Sauf information contraire, nous estimons que le "coût d'existence" de la communauté est de 8 millions d'euros par an,

sans compter les dépenses spécifiques d'investissement comme l'acquisition et l'aménagement du siège de la communauté qui auront coûté à eux seuls pas mal de millions d'euros.

Nous ne savons pas dire quelle est la part de pure bureaucratie et la part d'amélioration des services. Nous ne pouvons pas dire non plus comment se prend la décision de répartir les ressources de la communauté entre le financement de la communauté et une restitution aux communes - c'est à dire comment sont pris en compte les vrais besoins des habitants.

Pour situer les ordres de grandeur, 8 Millions d'euros pour la communauté d'agglomération, c'est à peu près 15% de la ressource fiscale des communes, c'est à dire 15 % des impôts sur les ménages.

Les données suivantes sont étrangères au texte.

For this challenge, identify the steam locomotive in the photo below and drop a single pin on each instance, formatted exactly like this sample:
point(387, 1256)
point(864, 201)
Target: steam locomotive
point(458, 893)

En expliquant d'où viennent les ressources financières, nous avons fait un "test de cohérence". C'est faramineux : hors ordures ménagères et assainissement, la communauté dépense deux fois plus que ce que dépensaient les communes pour les services transférés. Et le coût de gestion des ordures ménagères, lui-même, a beaucoup augmenté.